L’indétermination juridique tenant à la dualité ontologique d’Homo Sacer (exclu de l’ordre juridique comme de l’ordre divin) soutenue par Agamben nous permet seulement de comprendre l’emprise du souverain sur la « vie nue », puisque l’Italien identifie clairement celle-ci à celui-là, situation dont il infère une véritable désertion du droit, la Zoe étant laissé à « l’abandon » – donc à l’arbitraire – du Prince. Walter Benjamin nous aide, cependant à corriger cette perspective qui ne correspond guère à la réalité. Pour l’Allemand, nous aurions plutôt affaire à un monisme conservateur qui désacralise l’homme par translation du sacré vers la « vie nue ». L’approche aveuglément physiologique de l’homme, réduit à un simple amas de cellules, contribuerait à le défaire de sa condition ontologique d’animal social.

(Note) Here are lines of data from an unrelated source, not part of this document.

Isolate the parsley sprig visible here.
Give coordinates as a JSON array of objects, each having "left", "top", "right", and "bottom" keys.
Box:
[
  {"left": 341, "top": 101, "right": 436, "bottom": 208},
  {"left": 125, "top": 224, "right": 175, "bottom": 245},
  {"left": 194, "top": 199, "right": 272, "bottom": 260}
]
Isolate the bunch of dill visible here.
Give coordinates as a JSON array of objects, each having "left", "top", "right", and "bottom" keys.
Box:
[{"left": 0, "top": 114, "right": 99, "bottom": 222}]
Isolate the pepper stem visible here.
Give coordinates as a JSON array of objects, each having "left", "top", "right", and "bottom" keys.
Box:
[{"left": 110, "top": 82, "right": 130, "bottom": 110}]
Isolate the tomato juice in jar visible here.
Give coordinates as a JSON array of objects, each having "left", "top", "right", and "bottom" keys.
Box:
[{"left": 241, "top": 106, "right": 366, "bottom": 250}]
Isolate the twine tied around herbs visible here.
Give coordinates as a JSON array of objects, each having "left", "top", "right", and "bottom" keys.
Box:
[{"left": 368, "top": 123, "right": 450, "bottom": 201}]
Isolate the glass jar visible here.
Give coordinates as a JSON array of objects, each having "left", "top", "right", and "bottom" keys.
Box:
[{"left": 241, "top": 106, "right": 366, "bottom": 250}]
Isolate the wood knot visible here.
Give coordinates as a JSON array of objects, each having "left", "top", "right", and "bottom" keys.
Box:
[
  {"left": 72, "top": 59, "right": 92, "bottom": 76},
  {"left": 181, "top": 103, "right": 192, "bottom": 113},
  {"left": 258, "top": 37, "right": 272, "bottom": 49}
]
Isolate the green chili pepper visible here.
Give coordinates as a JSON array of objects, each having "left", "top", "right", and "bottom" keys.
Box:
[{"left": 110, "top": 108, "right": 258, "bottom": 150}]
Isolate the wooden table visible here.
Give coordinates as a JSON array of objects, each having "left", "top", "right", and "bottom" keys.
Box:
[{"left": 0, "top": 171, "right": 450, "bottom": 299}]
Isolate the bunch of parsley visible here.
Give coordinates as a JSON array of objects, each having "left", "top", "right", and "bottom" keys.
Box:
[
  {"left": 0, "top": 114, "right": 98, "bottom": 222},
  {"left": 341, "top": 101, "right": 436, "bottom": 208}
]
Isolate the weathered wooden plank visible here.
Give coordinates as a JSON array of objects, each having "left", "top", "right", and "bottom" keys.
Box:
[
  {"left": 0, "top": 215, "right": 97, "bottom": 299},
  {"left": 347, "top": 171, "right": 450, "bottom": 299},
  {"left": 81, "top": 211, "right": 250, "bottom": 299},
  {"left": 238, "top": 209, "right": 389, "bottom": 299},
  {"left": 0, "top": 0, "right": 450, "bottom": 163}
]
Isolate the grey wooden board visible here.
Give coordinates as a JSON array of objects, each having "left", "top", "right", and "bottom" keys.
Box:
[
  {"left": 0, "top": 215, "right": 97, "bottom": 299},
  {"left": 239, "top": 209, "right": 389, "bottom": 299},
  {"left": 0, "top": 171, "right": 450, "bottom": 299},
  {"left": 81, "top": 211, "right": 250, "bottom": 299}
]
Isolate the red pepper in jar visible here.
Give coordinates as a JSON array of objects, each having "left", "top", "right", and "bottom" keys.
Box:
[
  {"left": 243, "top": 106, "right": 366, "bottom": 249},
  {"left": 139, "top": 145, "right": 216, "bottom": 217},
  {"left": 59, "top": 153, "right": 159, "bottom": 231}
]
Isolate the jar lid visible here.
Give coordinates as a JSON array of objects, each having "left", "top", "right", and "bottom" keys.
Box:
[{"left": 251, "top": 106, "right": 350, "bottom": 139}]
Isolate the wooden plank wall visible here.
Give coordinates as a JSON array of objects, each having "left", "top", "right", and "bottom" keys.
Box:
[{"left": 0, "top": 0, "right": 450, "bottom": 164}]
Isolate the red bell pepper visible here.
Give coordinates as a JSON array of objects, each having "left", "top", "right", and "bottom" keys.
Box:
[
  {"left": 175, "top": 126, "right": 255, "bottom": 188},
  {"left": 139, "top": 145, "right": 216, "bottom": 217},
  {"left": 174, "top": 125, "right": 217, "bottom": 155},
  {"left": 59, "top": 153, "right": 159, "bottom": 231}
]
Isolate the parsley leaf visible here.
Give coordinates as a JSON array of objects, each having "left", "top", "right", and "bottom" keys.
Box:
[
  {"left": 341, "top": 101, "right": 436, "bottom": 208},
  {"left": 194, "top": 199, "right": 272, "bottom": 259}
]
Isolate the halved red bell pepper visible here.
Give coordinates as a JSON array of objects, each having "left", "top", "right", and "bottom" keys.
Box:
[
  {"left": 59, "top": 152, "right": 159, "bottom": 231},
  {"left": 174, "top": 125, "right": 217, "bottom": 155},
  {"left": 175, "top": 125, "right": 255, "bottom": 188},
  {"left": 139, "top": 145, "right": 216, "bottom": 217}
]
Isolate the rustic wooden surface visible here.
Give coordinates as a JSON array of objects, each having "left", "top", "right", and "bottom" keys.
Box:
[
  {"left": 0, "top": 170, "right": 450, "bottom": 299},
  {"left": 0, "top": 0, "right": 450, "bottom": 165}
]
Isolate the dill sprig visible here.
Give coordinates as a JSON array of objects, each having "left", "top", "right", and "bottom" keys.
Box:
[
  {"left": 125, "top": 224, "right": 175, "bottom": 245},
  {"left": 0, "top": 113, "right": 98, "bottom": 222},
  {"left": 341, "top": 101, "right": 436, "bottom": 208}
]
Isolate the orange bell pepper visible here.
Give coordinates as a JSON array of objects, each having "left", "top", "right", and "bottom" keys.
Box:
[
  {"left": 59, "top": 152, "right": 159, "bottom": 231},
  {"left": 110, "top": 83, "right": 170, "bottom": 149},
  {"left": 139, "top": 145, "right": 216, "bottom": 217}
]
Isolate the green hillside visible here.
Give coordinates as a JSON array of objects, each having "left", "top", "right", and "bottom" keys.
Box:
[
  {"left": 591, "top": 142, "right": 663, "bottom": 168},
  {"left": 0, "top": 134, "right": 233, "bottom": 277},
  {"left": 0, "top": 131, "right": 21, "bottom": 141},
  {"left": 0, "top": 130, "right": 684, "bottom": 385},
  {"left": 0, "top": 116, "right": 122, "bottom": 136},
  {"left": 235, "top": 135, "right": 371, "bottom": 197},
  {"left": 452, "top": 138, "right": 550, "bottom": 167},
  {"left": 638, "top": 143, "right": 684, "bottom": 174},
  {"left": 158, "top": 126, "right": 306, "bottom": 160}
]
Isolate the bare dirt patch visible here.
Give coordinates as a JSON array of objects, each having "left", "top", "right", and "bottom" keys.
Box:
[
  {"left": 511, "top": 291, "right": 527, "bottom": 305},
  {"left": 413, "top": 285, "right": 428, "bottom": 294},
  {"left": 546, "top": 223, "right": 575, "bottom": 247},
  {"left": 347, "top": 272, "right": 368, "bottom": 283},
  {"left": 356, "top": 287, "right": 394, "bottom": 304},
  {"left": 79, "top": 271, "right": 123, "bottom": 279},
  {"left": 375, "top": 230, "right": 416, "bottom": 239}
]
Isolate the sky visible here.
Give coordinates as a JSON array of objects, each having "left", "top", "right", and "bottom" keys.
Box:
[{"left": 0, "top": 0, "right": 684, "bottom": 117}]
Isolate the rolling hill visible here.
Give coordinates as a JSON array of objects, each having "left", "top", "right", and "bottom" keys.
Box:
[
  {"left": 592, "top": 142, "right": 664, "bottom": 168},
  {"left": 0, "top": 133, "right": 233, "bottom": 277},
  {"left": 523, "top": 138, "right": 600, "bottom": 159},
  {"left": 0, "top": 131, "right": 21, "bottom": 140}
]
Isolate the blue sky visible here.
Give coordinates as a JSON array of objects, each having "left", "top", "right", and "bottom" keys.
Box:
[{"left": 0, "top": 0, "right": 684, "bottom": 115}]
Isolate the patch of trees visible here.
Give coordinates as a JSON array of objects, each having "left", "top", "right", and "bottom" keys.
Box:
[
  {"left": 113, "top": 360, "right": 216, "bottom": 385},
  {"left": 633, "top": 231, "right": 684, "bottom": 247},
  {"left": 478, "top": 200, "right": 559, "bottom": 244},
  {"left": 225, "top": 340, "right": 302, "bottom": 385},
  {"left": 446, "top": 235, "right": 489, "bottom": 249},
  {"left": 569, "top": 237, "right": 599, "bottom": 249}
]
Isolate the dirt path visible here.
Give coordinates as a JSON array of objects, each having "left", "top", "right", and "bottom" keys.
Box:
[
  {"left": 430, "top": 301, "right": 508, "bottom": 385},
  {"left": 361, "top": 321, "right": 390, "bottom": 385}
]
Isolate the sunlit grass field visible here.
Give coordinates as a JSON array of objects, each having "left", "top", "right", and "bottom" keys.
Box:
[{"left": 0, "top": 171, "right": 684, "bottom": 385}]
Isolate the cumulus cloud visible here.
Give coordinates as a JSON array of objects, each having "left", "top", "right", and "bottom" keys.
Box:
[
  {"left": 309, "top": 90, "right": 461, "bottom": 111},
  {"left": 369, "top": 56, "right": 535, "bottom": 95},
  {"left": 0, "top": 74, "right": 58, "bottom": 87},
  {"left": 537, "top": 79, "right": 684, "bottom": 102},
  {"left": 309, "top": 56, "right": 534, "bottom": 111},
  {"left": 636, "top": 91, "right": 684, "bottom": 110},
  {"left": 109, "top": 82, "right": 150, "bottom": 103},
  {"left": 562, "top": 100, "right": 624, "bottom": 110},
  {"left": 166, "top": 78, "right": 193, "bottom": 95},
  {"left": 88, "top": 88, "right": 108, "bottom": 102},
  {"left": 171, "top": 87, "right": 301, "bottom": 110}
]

Le mot d’ordre macronien selon lequel « rien n’est plus important que la vie humaine » (intervention présidentielle du 28 octobre 2020) résume le dangereux état d’enfermement intellectuel de nos élites, lequel apparaît, in fine, pour ce qu’il est : l’achèvement le plus éclatant du processus d’arraisonnement capitaliste qui, non content d’avoir tout subsumé sous l’axiomatique de l’intérêt, a abouti à une réification de l’homme trivialement ravalé à un simple boyau consumériste. À cette aune, l’acharnement létal dont Vincent Lambert fut la victime fatale n’est que la conséquence de l’absolutisation d’une Zoe guère autrement entendue, désormais, que comme la capacité addictive à métaboliser l’ensemble des biens marchands.